One patient was lost during follow-up; therefore, 24 treated teeth were analyzed, they showed 100% success rate. Platelet-rich fibrin teeth displayed a statistically significant growth in radiographic root length and width, increased periapical bone density, and a reduction in apical diameter when compared with BC. At the end of the follow-up period, all treated teeth were negative to sensibility test. Blood clot displayed greater crown discoloration in comparison to PRF group.

Conclusion

For teeth with open apex and necrotic pulp, revascularization using PRF is an appropriate substitute to BC.

How to cite this article

Rizk HM, Salah AL-Deen MS, Emam AA. Pulp Revascularization/Revitalization of Bilateral Upper Necrotic Immature Permanent Central Incisors with Blood Clot vs Platelet-rich Fibrin Scaffolds—A Split-mouth Double-blind Randomized Controlled Trial. Int J Clin Pediatr Dent 2020;13(4):337–343.

Introduction

Necrotic permanent teeth with open apex with/without periapical pathology are usually treated by apexification with mineral trioxide aggregate (MTA) or calcium hydroxide, and might be disposed to mutilation as a result of seized root maturation due to thin dentinal walls.^1,2

Since Nygaard-Ostby and Hjortdal³ and Horsted and Nygaard-Ostby⁴ published an article about possibility of tissue formation if bleeding could be initiated inside the root canal system, the treatment of immature permanent teeth has witnessed tremendous change in its concept. From that time, there has been many case reports and case series signifying that regenerative endodontic techniques (RET) can result in clinical and radiographic successful outcomes.^5–7

Regenerative endodontic techniques main advantages are promoted root maturation in terms of thickness and length.⁸ Fruitful RET desire the existence of stem cells, signaling molecules (growth factors), and scaffolds.⁹

Regenerative endodontic techniques protocol utilizing blood clot (BC) as a scaffold, include bleeding initiation from periapical area to form BC inside the root canal, acting as a scaffold for stem cells, fibroblasts, and macrophages migration. Enmeshed cells in the BC scaffold could further discharge signaling molecules fundamental for wound healing.¹⁰ Published data have proved the accuracy of a BC scaffold in regenerative endodontics.¹¹ Nevertheless, BC creation in certain cases are problematic. Hertwig epithelial root sheath might be damaged in case multiple attempts are exerted to initiate bleeding, which is a decisive component for root maturation. As a result, harm to this vital structure may result in no more root maturation or development of defective root apex.¹² In addition, the encouraged pulp bleeding which may not be the model process or function as a scaffold to attract the adult (pluripotent) stem cells causing unreliable pulp–dentin tissue regeneration.¹³ Furthermore, a number of authors have reported cases in which it was not possible to produce bleeding in a canal.^14,15 The previously stated concerns have urged researchers to look for better scaffolds that can be constructed regardless of whether or not bleeding can be evoked.
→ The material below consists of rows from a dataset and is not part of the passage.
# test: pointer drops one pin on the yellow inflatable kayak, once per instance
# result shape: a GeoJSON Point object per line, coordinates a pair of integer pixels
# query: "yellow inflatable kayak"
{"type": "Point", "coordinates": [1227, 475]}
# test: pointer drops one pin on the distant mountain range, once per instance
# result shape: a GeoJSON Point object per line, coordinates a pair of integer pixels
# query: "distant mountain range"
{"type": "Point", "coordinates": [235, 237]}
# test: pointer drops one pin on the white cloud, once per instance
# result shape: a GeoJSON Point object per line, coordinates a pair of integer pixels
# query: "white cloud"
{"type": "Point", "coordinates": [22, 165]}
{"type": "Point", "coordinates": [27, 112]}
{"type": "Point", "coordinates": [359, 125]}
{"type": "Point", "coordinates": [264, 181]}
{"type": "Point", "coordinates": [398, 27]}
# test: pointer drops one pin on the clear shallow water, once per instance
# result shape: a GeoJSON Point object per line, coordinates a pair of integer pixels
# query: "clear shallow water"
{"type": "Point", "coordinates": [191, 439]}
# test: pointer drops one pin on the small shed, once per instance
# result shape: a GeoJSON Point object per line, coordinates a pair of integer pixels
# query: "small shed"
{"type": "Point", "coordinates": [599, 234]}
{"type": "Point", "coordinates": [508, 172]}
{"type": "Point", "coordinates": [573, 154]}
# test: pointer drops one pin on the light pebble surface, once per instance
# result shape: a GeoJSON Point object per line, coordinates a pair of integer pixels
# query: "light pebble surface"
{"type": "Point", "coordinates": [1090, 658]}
Other scaffold alternatives have been proposed and examined. Being obtained from the same individual and prepared easily, platelet concentrates hold immense combination of signaling molecules. Platelet-rich fibrin (PRF) has many advantages over BC. First, PRF is a coordinated fibrin enmesh leukocytes and platelets, discharging assorted signaling molecules over a long period of time. Second, within PRF cytokines and immune cells are present which could assist during infection.¹⁶ Therefore, better results could be expected when using PRF as a scaffold over BC.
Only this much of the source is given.